Why charAt with code point 0x22098 is ‘\uD848’ and ‘\uDC98’ will be discussed in a separate article.

ES6 String traversal

Fortunately, ES6 takes this into account and implements symbol. iterator on its prototype, allowing it to iterate over its values using for of.

var text = "𢂘";
for(let v of text){
    console.log(v);
}
/ / "𢂘"
Copy the code

As you can see, this gives you the exact value, not the garbled value. Ha ha, 666.

Do not use for of traversal

We know that if the code point is greater than the value of the next index value 0xFFFF, it is not available. Let’s just skip ahead.
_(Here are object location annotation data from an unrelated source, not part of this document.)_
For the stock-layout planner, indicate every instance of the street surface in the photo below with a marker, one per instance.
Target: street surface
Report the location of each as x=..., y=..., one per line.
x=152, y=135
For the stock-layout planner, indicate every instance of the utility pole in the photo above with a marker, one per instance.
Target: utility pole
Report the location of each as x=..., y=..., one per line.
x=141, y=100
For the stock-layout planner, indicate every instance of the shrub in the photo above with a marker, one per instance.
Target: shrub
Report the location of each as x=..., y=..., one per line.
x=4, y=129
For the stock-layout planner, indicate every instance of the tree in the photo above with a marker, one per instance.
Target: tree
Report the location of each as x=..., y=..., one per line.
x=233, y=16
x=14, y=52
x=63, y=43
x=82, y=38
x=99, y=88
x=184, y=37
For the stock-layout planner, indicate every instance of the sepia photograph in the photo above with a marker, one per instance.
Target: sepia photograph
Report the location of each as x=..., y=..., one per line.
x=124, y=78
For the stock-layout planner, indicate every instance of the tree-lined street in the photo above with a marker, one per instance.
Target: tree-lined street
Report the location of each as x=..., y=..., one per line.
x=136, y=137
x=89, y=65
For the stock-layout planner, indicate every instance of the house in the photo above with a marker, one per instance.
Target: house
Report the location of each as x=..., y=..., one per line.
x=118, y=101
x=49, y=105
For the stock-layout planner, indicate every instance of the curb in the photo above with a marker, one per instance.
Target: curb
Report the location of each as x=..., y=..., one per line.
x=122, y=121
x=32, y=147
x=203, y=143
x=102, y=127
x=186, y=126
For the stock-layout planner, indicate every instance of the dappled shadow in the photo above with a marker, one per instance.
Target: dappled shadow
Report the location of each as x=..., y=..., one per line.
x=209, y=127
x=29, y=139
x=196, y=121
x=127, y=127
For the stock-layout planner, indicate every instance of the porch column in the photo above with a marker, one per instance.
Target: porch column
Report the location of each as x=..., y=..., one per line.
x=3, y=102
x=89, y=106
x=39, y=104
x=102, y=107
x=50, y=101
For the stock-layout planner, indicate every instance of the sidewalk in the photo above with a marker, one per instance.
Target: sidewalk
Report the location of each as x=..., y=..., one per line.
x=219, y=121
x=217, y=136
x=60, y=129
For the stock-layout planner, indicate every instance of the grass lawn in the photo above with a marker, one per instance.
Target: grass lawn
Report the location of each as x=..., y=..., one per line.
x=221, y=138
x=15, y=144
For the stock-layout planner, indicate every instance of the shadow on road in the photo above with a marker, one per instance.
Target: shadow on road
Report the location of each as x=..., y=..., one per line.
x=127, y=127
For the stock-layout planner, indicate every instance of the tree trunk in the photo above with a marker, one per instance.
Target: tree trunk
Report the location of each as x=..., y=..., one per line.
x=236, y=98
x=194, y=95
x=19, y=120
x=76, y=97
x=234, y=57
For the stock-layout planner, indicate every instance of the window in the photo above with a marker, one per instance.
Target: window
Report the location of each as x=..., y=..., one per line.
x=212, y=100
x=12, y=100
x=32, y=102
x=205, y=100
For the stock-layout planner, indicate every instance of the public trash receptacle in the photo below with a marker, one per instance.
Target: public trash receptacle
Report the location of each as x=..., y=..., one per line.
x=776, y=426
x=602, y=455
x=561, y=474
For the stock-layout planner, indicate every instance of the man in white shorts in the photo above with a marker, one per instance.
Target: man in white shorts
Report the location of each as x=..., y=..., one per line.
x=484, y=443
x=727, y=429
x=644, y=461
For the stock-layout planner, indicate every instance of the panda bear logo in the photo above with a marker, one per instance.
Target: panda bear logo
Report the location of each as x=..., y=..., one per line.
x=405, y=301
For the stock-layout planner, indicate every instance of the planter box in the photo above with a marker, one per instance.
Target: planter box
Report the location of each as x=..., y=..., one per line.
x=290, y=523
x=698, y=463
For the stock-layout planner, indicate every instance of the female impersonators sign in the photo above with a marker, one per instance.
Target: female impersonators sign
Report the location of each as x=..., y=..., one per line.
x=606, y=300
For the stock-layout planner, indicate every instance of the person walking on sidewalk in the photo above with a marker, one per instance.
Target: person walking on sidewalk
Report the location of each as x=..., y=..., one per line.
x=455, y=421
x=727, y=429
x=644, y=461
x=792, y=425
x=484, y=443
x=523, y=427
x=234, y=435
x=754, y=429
var text = "𢂘 a 𠮷 people";
var code;
var skip;
for (var i = 0; i < text.length; i++) {
  if (skip) {
    skip = false;
    continue;
  }
  code = text.codePointAt(i);
  console.log(String.fromCodePoint(+`0x${code.toString(16)}`));
  if (code > 0xffff) {
    skip = true; }}/ / 𢂘
// a
/ / 𠮷
/ /
Copy the code

That doesn’t look good. Let’s encapsulate it.

To encapsulate, you need to do something extra with the index value.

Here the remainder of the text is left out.